Prepare target apply environment - connect_cdc_sqdata - Latest

Connect CDC (SQData) Kafka Quickstart

Product type
Software
Portfolio
Integrate
Product family
Connect
Product
Connect > Connect CDC (SQData)
Version
Latest
Language
English
Product name
Connect CDC (SQData)
Title
Connect CDC (SQData) Kafka Quickstart
Copyright
2024
First publish date
2000
Last edition
2024-07-30
Last publish date
2024-07-30T20:00:09.892433

This section prepares the Linux environment where the Engine will operate.

Note: Before you begin, make sure Connect CDC (SQData) is installed on Linux.

Create variable directories

Once Linux, UNIX and Windows source and target systems and datastores have been identified, you can configure the Capture Agents, Apply Engines and Controller Daemon's. You will need to create directories and files for variable portions of the configuration.

The recommended location is:
/opt/sqdata or
/home/<sqdata_user>/sqdata
If an environment variable is used, the recommended value is:
SQDATA_DIR
Controller Daemons, Capture Agents and Engines require the creation of directories and files for variable portions of their configurations. Just as the location of the base product installation can be modified, the location of variable directories can be adjusted conform to the operating system and to accommodate areas of responsibility, including the associated "application" and "environments" such as Test and Production. The location most commonly used on Linux, AIX and Windows is:
/var/opt/sqdata[/<application>[/<environment>]] or
/home/<sqdata_user>[/<application>[/<environment>]] or simply
/home/sqdata[/<application>[/<environment>]]
If an environment variable is used, the recommended value is:
SQDATA_VAR_DIR
While only the base variable directory is required and the location of the daemon directory is optional, the recommended structure is:
  • <SQDATA_VAR_DIR>/daemon - The working directory used by the Daemon that also contains two sub

    directories.

  • <SQDATA_VAR_DIR>/daemon/cfg - A configuration directory that contains two configuration files.

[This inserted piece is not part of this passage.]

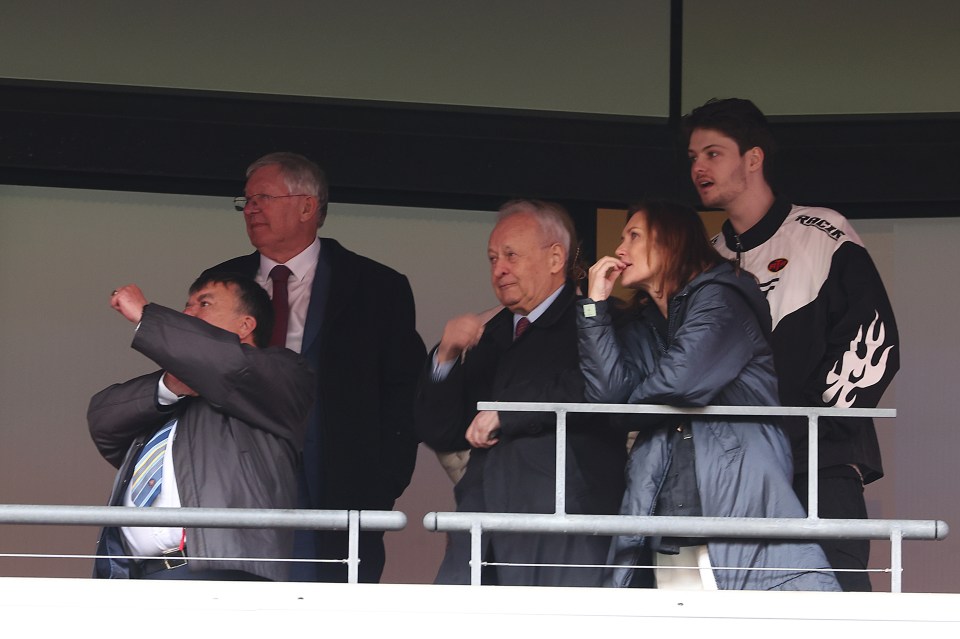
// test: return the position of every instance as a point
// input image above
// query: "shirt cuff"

  • <SQDATA_VAR_DIR>/daemon/logs A logs directory, though not required, is suggested to store log files used by the controller daemon. Its suggested location below must match the file locations specified in the Global section of the sqdagents.cfg file created in the section "Setup Controller Daemon".

Additional directories should be created for each Capture agent running on the system. Precisely recommend the structures described below:
  • <SQDATA_VAR_DIR>/<type>cdc - The working directory of each capture agent where type might be ORA (Oracle) and UDB (Db2/LUW)
  • <SQDATA_VAR_DIR>/<type>cdc/data - A data directory is also required by each Capture agents. Files

    will be allocated in this directory as needed by the CDCStore Storage Agent when transient data exceeds allocated in-memory storage. The suggested location below must match the "data_path" specified in the Storage agent configuration (.cab file) described in Setup and Configure Sources. A dedicated File System is required in production with this directory as the "mount point".

    Example:

    The following commands will create the directories described above:
    $ mkdir -p <SQDATA_VAR_DIR>/daemon --mode=775
    $ mkdir -p <SQDATA_VAR_DIR>/daemon/cfg --mode=775
    $ mkdir -p <SQDATA_VAR_DIR>/daemon/log --mode=775
    $ mkdir -p <SQDATA_VAR_DIR>/<type>cdc --mode=775
    $ mkdir -p <SQDATA_VAR_DIR>/<type>cdc/data --mode=775
Note: The User-ID(s) under which the Capture and Engine agents and the Controller Daemon will run must be authorized for Read/Write access to these directories.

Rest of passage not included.